Amid Boris Johnson's humiliating departure from 10 Downing Street, US President Joe Biden on Thursday suggested that the "special relationship" between the UK and Washington will continue without hindrance. In a letter acknowledging Johnson's step down without mentioning his name, the 79-year-old American leadership confirmed that the ties with Britain will remain "strong and enduring" while continuing to tackle major issues on a global platform. Western media quoting White House officials indicated that Johnson's resignation was met with much "some relief" after years of tension, especially over Brexit.
"I look forward to continuing our close cooperation with the Government of the United Kingdom as well as Allies and partners around the world on a range of important priorities," Biden said in a statement.
The American President added that the "strong and united" approach will include support for the people of Ukraine as they strengthen their fight against Russia's "unprovoked" attack on their democracy. He stressed, that the US will also continue to maintain "strong cooperation" on holding Moscow responsible for its atrocities committed in the east European nation. Surprisingly, Biden's statement came despite he was seen sharing a bond with Johnson during the two significant summits in Germany and Madrid held end of last month. They were mostly snapped enjoying each other's company at the Group of Seven (G7) convention in Germany.
However, according to The Guardian, Washington is now looking ahead for a "less-chaotic" replacement for Johnson. "When the dust settles in London, Johnson's resignation will do more good than harm to the US-UK relationship," said former White House advisor, Charles Kupchan.
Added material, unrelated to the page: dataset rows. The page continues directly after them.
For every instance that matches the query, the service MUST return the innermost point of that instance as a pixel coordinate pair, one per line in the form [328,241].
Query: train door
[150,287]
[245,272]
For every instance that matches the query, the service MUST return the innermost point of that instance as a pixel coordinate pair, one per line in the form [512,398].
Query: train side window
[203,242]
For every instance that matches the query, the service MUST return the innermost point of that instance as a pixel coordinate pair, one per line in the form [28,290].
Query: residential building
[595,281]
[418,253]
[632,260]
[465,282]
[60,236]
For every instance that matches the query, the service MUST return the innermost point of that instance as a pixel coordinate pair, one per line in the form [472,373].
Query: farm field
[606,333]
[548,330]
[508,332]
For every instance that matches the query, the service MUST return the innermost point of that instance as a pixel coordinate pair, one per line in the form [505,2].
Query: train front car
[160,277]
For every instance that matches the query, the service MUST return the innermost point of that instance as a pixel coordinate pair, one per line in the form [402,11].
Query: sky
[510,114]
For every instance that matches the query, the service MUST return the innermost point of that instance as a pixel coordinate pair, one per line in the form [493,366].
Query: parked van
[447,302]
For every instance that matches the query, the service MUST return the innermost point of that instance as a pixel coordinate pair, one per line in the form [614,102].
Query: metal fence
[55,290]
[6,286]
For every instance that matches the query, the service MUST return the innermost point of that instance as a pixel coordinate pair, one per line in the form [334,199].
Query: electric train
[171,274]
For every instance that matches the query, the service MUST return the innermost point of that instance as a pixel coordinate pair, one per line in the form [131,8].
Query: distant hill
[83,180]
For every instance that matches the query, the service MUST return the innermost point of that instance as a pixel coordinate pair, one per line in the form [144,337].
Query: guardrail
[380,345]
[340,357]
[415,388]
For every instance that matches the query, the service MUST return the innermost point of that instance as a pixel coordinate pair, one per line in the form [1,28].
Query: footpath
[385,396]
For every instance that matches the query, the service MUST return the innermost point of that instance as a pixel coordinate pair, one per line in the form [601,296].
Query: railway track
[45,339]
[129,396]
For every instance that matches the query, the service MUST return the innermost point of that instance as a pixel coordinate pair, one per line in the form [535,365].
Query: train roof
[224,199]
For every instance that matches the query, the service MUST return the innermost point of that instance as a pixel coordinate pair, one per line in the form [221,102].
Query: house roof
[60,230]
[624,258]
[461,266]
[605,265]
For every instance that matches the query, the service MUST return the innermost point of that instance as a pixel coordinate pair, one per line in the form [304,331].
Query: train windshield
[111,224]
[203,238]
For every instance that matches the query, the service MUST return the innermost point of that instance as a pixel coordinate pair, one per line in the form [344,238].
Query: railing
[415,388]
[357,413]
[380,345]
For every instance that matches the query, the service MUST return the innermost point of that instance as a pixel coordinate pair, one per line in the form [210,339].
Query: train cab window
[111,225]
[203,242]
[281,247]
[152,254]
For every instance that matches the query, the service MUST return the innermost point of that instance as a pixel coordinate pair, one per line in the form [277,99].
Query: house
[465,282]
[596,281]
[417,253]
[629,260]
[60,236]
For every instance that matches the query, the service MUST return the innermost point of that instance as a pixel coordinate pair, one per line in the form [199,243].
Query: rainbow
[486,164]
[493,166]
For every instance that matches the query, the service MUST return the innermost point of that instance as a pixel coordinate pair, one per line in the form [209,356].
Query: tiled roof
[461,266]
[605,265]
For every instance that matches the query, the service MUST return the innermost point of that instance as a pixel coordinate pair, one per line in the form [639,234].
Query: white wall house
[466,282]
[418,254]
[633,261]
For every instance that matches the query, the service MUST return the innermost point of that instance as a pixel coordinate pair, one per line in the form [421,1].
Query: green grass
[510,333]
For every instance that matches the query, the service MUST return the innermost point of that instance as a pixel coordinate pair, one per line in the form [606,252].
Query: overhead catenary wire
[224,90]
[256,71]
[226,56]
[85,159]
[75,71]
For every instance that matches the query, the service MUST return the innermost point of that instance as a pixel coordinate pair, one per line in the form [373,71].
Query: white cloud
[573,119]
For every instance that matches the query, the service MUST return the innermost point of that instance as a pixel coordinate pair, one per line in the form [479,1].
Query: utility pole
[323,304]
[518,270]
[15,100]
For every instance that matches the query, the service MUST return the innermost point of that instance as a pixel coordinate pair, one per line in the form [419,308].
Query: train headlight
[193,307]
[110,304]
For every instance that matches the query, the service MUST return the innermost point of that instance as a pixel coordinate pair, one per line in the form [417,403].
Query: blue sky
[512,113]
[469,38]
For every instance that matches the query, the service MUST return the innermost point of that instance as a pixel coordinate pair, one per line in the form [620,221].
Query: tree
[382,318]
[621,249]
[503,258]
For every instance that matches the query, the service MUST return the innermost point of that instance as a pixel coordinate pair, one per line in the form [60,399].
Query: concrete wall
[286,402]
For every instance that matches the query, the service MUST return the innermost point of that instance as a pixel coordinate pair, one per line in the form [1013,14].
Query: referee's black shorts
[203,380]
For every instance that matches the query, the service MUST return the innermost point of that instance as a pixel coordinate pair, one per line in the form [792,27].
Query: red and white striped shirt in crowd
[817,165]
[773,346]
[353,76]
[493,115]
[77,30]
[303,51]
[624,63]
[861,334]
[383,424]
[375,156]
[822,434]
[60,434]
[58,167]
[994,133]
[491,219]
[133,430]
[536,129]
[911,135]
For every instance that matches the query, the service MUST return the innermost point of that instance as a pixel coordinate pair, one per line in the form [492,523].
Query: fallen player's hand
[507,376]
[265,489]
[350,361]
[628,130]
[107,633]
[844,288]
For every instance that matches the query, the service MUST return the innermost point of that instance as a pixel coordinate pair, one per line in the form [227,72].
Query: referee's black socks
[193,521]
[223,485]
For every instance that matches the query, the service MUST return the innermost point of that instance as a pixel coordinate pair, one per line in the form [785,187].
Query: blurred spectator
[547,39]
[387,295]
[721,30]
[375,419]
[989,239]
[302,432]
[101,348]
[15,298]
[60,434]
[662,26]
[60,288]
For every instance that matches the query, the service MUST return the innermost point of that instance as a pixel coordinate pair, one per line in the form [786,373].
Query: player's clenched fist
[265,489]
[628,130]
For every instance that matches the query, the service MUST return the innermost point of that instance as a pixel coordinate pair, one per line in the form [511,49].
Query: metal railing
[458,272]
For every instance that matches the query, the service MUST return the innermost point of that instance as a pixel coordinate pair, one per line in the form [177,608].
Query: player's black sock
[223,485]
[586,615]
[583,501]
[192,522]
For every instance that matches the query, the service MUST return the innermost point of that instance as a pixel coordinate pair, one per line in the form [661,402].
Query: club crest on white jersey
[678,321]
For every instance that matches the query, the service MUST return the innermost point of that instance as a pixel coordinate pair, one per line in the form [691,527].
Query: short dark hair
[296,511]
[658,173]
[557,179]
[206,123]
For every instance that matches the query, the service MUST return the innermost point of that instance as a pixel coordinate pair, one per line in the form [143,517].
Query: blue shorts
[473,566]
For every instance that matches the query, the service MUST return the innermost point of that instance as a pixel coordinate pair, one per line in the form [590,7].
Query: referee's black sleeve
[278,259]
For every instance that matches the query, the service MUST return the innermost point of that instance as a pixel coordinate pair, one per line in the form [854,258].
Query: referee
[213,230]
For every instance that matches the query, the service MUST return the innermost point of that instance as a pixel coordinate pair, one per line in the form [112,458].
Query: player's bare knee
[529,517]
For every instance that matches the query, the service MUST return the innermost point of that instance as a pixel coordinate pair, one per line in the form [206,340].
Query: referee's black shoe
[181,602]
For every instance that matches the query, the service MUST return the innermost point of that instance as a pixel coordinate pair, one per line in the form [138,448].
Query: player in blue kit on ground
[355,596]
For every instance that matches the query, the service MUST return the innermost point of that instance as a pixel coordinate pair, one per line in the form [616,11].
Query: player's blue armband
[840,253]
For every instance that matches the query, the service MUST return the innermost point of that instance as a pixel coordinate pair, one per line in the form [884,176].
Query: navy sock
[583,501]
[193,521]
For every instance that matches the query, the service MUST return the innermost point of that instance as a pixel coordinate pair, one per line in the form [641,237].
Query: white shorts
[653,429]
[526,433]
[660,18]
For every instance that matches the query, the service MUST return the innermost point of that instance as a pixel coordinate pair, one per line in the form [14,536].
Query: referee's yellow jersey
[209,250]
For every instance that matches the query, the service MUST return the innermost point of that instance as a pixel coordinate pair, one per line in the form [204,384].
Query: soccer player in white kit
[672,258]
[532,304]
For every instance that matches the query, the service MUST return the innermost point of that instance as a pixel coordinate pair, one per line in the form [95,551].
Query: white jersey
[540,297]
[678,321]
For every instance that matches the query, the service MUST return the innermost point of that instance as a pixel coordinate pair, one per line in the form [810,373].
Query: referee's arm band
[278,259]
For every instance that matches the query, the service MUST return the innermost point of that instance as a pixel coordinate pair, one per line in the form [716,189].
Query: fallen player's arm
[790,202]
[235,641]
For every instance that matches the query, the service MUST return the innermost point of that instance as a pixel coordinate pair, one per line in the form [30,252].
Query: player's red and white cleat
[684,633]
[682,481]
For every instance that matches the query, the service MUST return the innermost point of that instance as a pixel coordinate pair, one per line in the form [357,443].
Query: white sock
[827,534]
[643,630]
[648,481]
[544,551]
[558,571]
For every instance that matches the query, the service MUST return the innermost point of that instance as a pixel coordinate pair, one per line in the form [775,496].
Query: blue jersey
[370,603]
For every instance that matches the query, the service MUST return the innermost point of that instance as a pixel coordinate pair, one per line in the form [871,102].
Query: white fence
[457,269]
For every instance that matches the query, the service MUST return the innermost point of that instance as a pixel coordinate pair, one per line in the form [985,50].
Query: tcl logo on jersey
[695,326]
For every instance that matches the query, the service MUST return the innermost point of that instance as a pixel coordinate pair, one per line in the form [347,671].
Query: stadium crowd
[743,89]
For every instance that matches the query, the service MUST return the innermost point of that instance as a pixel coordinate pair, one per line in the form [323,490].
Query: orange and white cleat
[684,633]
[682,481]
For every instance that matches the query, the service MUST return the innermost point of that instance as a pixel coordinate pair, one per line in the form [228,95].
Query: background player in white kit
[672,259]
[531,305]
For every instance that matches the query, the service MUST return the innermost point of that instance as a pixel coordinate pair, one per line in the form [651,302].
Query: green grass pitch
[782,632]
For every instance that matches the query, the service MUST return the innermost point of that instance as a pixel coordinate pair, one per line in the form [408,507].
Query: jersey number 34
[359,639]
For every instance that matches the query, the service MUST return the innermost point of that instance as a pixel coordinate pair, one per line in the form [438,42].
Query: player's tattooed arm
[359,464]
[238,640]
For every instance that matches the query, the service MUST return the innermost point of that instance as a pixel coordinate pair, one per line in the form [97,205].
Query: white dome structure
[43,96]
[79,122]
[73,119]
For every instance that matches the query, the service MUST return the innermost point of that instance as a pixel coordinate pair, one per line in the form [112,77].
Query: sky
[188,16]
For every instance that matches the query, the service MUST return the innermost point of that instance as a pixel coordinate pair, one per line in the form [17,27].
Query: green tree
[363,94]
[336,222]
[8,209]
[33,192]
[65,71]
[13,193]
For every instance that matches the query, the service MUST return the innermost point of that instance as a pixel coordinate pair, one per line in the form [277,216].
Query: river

He explained, that Johnson has mostly "lurched" from one crisis to another, and the White House requires a "steady hand on the steering wheel." Kupchan claimed Johnson failed to provide the political strength that the US and global geopolitical landscape demands right now.
UK PM Boris Johnson was forced to step down on Thursday after facing bruising defeats in the by-elections and massive flak for over months in the Partygate Scandal. While Johnson caved amid pressure from his own Conservative members, he expressed willingness to continue as "caretake" PM until there was a solid replacement before the fall elections. Looking at the eye of an interim term, Johnson promised his cabinet ministers that he does not intend to implement "major changes of direction" or take any fiscal decision at the time, BBC reported. Notably, newly-appointed Welsh Secretary Robert Buckland told BBC that the cabinet agreed to Johnson serving as interim PM.